Cameronbridge distillery was opened in 1824, and in 1930 was the first distillery in Scotland to feature an early version of a column still, as invented by Robert Stein. Ever since then, the distillery exclusively produces grain whisky distilled in continuous stills, although nowadays these are the more modern and efficient Coffey stills. Owned by Diageo, it produces grain whisky for a lot of blended whisky brands, including Johnnie Walker, Bell’s, J&B and Black & White. With an annual production of over 120 million litres of grain whisky and white spirit for brands like Smirnoff vodka, Tanqueray and Gordon’s gin, Cameronbridge is the largest industrial distillery plant in Europe.
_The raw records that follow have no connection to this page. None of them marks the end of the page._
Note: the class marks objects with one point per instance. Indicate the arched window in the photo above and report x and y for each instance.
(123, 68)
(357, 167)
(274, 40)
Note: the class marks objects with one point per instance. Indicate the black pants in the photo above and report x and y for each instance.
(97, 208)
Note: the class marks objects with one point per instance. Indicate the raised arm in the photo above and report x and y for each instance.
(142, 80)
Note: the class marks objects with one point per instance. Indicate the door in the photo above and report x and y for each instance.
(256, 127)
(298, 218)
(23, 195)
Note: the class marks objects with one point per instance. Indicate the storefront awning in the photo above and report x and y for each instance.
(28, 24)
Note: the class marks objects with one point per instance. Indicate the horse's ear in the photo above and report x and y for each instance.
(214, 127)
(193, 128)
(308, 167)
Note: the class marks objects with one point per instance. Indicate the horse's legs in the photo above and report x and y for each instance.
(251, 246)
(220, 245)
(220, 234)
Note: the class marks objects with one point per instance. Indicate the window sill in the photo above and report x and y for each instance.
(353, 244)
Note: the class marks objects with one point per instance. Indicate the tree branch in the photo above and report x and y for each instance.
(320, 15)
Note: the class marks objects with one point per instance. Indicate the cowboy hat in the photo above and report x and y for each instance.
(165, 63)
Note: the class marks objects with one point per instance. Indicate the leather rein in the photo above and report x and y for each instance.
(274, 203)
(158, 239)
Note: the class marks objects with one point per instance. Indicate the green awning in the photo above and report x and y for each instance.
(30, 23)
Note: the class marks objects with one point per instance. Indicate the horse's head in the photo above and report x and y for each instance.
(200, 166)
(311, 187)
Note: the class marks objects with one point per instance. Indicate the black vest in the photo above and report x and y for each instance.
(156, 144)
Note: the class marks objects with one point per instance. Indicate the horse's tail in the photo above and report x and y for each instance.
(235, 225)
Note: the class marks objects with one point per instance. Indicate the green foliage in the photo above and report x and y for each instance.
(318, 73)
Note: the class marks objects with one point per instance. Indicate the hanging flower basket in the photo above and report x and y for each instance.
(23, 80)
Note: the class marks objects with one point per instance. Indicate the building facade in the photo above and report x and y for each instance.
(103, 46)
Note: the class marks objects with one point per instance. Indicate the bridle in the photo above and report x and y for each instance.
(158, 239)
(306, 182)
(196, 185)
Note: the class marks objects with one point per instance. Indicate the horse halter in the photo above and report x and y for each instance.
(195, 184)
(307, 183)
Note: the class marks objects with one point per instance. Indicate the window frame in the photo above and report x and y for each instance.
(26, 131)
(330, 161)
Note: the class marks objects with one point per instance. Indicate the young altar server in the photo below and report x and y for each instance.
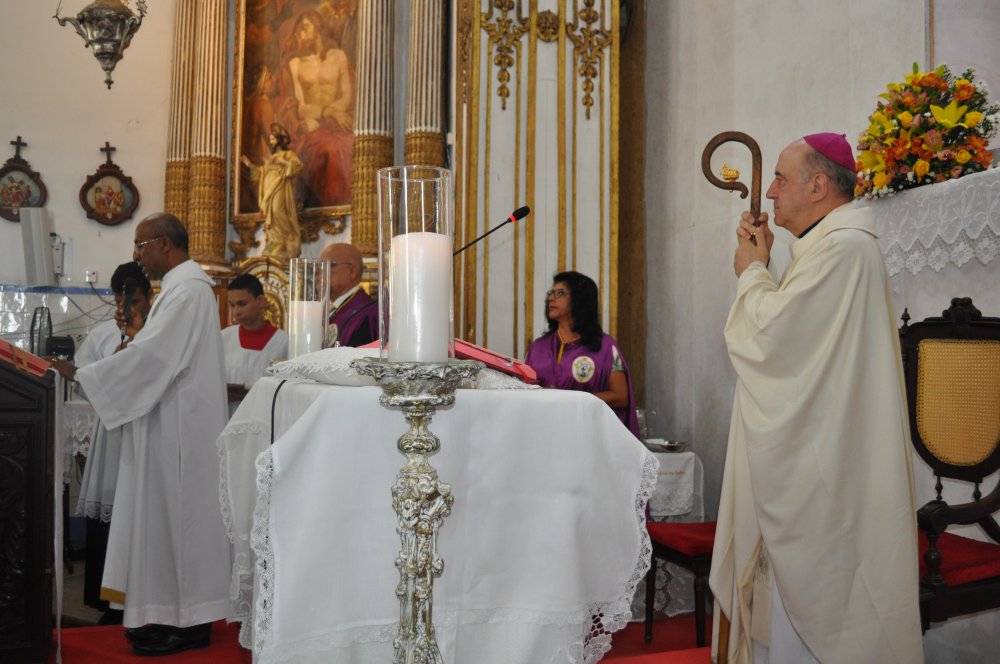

There is one official whisky bottling, the non-age-statement Cameron Brig Single Grain.
The Cameronbridge 1995/2013 is a release by independent bottler Signatory Vintage and part of their Single Grain Collection. It was distilled on 31 January 1995 and bottled on 24 October 2013 which makes it an 18yo whisky. There is no information available on the type of grain being used, but according to a number of sources the predominant ingredient at Cameronbridge is wheat, as it yields the largest amount of spirit. There is also no information from the bottler on the type or the number of casks used for maturation, but deducting from the age and (natural!) colour as well as the tasting notes below, these were most likely relatively inert re-fill bourbon casks.
Nose: Icing sugar, floral honey, citrus, flint, some buttery popcorn and a hint of cardboard.
Palate: Honey sweet and minerally with vanilla, fruit and a noticeable sour note.
Finish: Medium short and sweet, grainy, with hardly any development.
Verdict: Given the age of the whisky, there is very little flavour and complexity, the light colour would suggest that there was very little interaction with the cask. Overall quite disappointing, I’m planning on reviewing the official bottling “Cameron Brig” at some point, in order to determine if this whisky is in fact representative of the distillery or if this was just a bad cask.